Vanderdecken los examinó; eran acciones de la Compañía de las Indias.
—Son dinero —repuso—; o lo que es lo mismo, ocho acciones de la Compañía, que nos proporcionarán una bonita renta. No creía que tu padre diera tan buen empleo a su capital. Ahora se me ocurre a mí también emplear parte del mío, antes de marcharme, para que sea productivo.
Abrieron, al fin, el arca de hierro, y, a primera vista, supusieron que contendría pocos valores, pues era muy grande y estaba casi vacía; pero en el fondo había treinta o cuarenta taleguitos, repletos de guilders en oro. Además, otras varias cajitas y paquetes encontrados debajo, estaban llenos de diamantes y piedras preciosas. La herencia era muy importante.
—Amina, me traes un dote inesperado —dijo Felipe.
—Así es en efecto. Todas estas joyas las adquirió seguramente mi padre cuando vivíamos en Egipto. Y, sin embargo, ¡cuánta miseria arrastramos hasta llegar aquí! Parece imposible que siendo tan rico, haya intentado envenenarte para apoderarse de lo tuyo. ¡Dios le perdone!
Después de contar el metálico que ascendía a 50.000 guilders, guardáronlos nuevamente en el arca y salieron de la habitación.
—Soy rico —murmuró Felipe—; pero ¿para qué me sirven las riquezas? Si comprara un buque naufragaría con seguridad. ¿Y es lícito que me embarque con otros, para arrastrarlos a la muerte? Lo ignoro, pero me arrastra el destino y las vidas de los demás están en manos de Dios, que dispone de ellas cuando a bien lo tiene. Emplearé mi dinero en acciones de la Compañía, y si viajo en buques de su propiedad, y éstos naufragan por encontrarse con el que mi padre capitanea, participaré de las pérdidas y sufriré como los que me acompañen. Debo, además, proporcionar a Amina todas las comodidades posibles.
Felipe varió de modo de vivir. Buscó dos criadas, amuebló con lujo la casa y no omitió gasto alguno para proporcionar a su joven esposa toda suerte de satisfacciones. Escribió a Ámsterdam, y pronto fue dueño de varias acciones de la Compañía. Transcurrieron otros dos meses y una mañana recibió la orden de presentarse en el buque a que le habían destinado. Amina deseaba que viajase como un simple pasajero, y no como oficial; pero Felipe prefirió lo último, para excusar de alguna manera aquella expedición a la India.
—No sé por qué —dijo la víspera de partir—, experimento menos zozobras, que cuando me disponía a embarcar en el Ter Schilling; esta vez no tengo trágicos presentimientos.
—A mí me pasa lo mismo —agregó Amina—. Sin embargo, el mayor desconsuelo para una esposa es vivir separada de su marido.
—Es cierto; pero…
—Comprendo que debes cumplir tu deber, y Que es preciso que te marches.

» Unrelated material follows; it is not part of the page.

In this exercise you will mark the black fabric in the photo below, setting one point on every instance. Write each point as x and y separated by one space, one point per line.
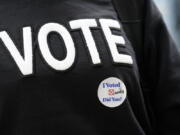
159 62
51 102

El día siguiente, partió Vanderdecken y Amina, dando muestras de gran valor, dijo, al verlo alejarse:
—Todos sucumbieron y él se salvó; seguramente volveré a verlo. ¡Hágase la voluntad de Dios!
Llegado Felipe a Ámsterdam, compró varios objetos de utilidad en caso de naufragio, que consideraba seguro, y se embarcó en el Batavia que, amarrado en el puerto, estaba listo para emprender el viaje.